背景:脂蛋白(a)[Lp(a)]降低疗法可降低心血管疾病风险,目前正在进行 3 期临床试验。高水平的 Lp(a)可能与外周动脉疾病(PAD)、腹主动脉瘤(AAA)和主要不良肢体事件(MALE)有关。
目的:作者研究了高 Lp(a)水平及其相应的 LPA 基因型与 PAD、AAA 和 MALE 风险的相关性。
方法:作者纳入了来自哥本哈根普通人群研究的 108146 名个体。在随访期间,有 2450 人发生 PAD,1251 人发生 AAA。在基线时患有 PAD 的个体中评估了 MALE 的风险,并在哥本哈根城市心脏研究中进行了复制。

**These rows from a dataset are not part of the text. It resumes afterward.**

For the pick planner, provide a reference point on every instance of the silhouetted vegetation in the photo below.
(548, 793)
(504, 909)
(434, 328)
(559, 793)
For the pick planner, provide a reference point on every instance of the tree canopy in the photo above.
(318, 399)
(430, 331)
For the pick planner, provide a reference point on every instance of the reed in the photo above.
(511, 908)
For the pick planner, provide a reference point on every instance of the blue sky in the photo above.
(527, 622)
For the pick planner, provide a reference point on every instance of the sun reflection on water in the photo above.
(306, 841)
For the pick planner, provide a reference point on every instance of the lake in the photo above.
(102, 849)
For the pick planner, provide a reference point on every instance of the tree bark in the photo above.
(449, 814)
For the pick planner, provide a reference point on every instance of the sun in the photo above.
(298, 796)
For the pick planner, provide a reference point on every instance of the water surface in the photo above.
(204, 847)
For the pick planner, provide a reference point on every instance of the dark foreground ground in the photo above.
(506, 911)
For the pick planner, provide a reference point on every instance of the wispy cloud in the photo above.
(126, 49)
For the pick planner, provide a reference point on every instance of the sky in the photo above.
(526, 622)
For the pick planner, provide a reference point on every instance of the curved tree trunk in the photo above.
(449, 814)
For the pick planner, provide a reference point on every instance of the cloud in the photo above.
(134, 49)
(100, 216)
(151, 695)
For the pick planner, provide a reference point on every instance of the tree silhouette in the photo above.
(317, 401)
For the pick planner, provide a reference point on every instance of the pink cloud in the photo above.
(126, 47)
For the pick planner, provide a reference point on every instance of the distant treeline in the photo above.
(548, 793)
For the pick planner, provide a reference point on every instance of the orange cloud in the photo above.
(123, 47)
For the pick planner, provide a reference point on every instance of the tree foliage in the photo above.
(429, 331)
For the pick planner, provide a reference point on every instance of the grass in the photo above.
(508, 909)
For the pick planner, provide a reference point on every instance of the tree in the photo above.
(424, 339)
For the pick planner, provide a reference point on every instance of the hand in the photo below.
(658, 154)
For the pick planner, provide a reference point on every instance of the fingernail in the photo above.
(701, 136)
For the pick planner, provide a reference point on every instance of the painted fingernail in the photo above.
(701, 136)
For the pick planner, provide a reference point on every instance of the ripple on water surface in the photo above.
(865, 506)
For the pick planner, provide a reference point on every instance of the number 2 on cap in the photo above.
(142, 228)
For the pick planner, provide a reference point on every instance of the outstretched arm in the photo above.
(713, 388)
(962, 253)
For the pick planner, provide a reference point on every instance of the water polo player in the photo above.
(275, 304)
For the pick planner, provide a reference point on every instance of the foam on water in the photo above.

结果:Lp(a)水平越高,PAD 和 AAA 的风险呈逐步增加(趋势 P<0.001)。对于 Lp(a)水平≥99 百分位(≥143mg/dL,≥307nmol/L)与<50 百分位(≤9mg/dL,≤17nmol/L)的个体,多变量调整后的 HR 分别为 PAD 的 2.99(95%CI:2.09-4.30)和 AAA 的 2.22(95%CI:1.21-4.07)。对于患有 PAD 的个体,MALE 的相应发病率比为 3.04(95%CI:1.55-5.98)。每增加 50mg/dL(105nmol/L),Lp(a)的遗传风险比为 1.39(95%CI:1.24-1.56)用于 PAD 和 1.21(95%CI:1.01-1.44)用于 AAA,与观察性风险比 1.33(95%CI:1.24-1.43)和 1.27(95%CI:1.15-1.41)一致。在年龄在 70 至 79 岁的女性吸烟者中,Lp(a)处于<50 百分位和≥99 百分位时,PAD 的 10 年绝对风险分别为 8%和 21%,男性分别为 11%和 29%。对于 AAA,女性的相应风险分别为 2%和 4%,男性分别为 5%和 12%。
结论:在普通人群中,高水平的 Lp(a)使 PAD、AAA 和 MALE 的风险增加了 2 至 3 倍,为未来的 Lp(a)降低疗法提供了预防机会。